The Toronto External Contracts Inquiry is a judicial inquiry into allegations of conflict of interest around contracts entered into by Toronto, Ontario's municipal government in 1998 and 1999.

It is a follow-up to the city's earlier Computer Leasing Inquiry, and is investigating three other questionable contracts. However, as with the earlier inquiry, the External Contracts Inquiry is commissioned by Madam Justice Denise Bellamy of the Ontario Superior Court of Justice.

The External Contracts Inquiry was established by Toronto City Council on October 1, 2002, as an expansion of the Computer Leasing Inquiry. It began hearings on October 18, 2004, after the Computer Leasing Inquiry ended.

==TMACS==
The first contract investigated by the External Contracts Inquiry involved the city's tax and billing management system.

On January 1, 1998, the city of Toronto and its five suburban cities (Scarborough, North York, Etobicoke, East York and York) were amalgamated into the single "megacity" of Toronto.

During the amalgamation process, the six municipal governments had to merge their computer systems. Five of the municipalities used a system called TXM, while North York used a system called TMACS. North York's treasurer, Wanda Liczyk, was the sole voice in favour of adopting TMACS for the amalgamated city, and when she subsequently became treasurer of the "megacity", she implemented TMACS without consulting city council.

TMACS was developed for North York's city government by two American software consultants, David Maxson and Michael Saunders.
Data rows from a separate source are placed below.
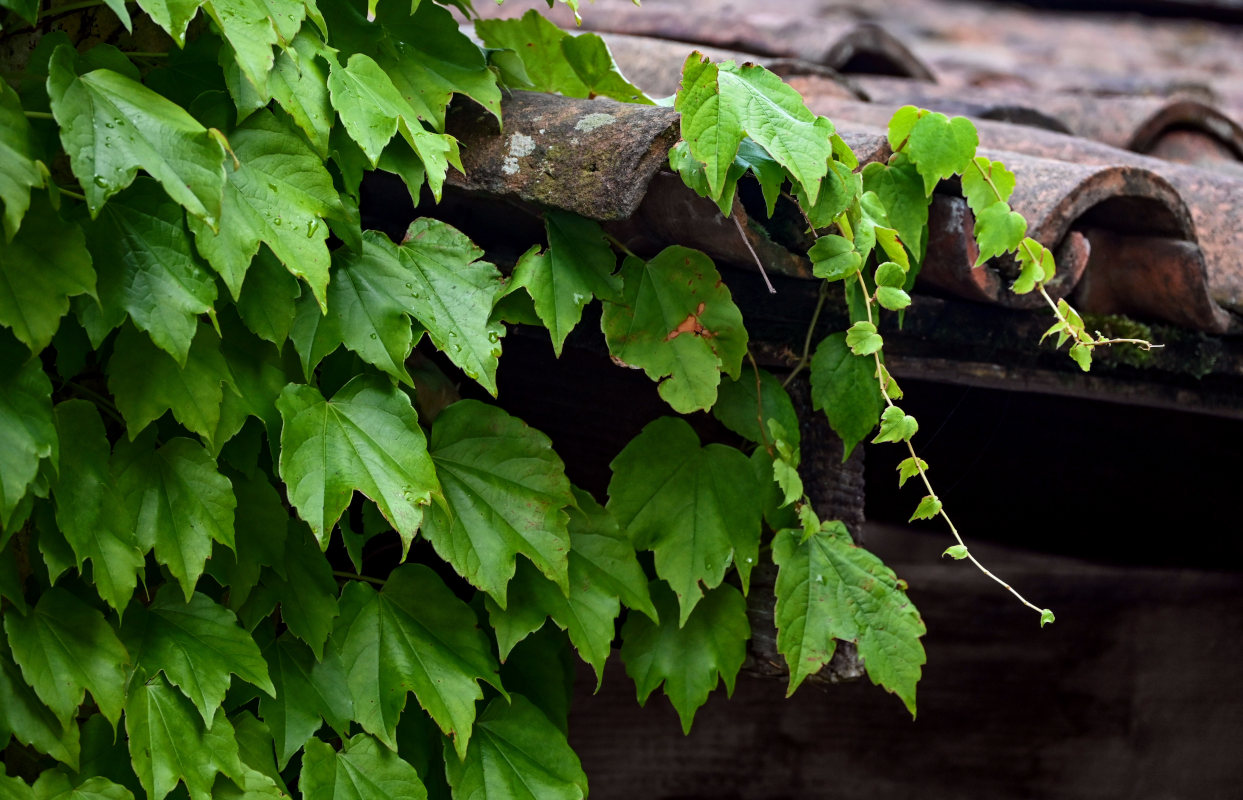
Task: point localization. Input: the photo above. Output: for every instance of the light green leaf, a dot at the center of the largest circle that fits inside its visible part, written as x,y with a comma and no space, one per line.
175,501
863,339
697,508
307,693
277,196
909,468
65,647
87,509
27,434
434,276
927,508
688,659
577,266
998,231
112,126
197,645
987,183
430,60
30,721
146,383
168,743
40,268
307,590
516,753
941,147
895,426
722,103
834,257
413,636
505,491
362,770
830,589
367,439
19,172
743,401
679,323
173,15
148,268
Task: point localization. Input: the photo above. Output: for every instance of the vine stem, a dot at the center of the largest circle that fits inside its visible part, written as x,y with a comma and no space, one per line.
746,241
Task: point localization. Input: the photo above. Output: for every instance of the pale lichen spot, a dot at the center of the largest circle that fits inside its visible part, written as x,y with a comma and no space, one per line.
591,122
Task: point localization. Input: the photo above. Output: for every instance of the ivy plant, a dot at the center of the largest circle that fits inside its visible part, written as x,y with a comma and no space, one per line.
214,391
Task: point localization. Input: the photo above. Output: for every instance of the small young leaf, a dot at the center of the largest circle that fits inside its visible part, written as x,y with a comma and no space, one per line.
895,426
909,468
998,231
927,508
833,257
863,339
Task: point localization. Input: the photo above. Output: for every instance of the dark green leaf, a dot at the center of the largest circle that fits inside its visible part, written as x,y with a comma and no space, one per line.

Testimony before the inquiry has confirmed that from 1989 to 1991, Saunders and Liczyk had a personal romantic relationship.

Although their relationship ended before Saunders was contracted by the city of Toronto, city staff have testified that Liczyk and Saunders still had a close friendship. In her testimony to the inquiry, Liczyk has acknowledged that her relationship with Saunders may have created the appearance of favouritism in her decisions involving Saunders. However, in response to suggestions that she should have declared a conflict of interest and recused herself from such decisions, Liczyk has testified that she is able to separate personal and business matters.

It has also been testified that Saunders was often rude and abrasive to city staff.

==Other Contracts==
Two other city contracts will be investigated by the Inquiry. Testimony around these contracts has not yet been presented.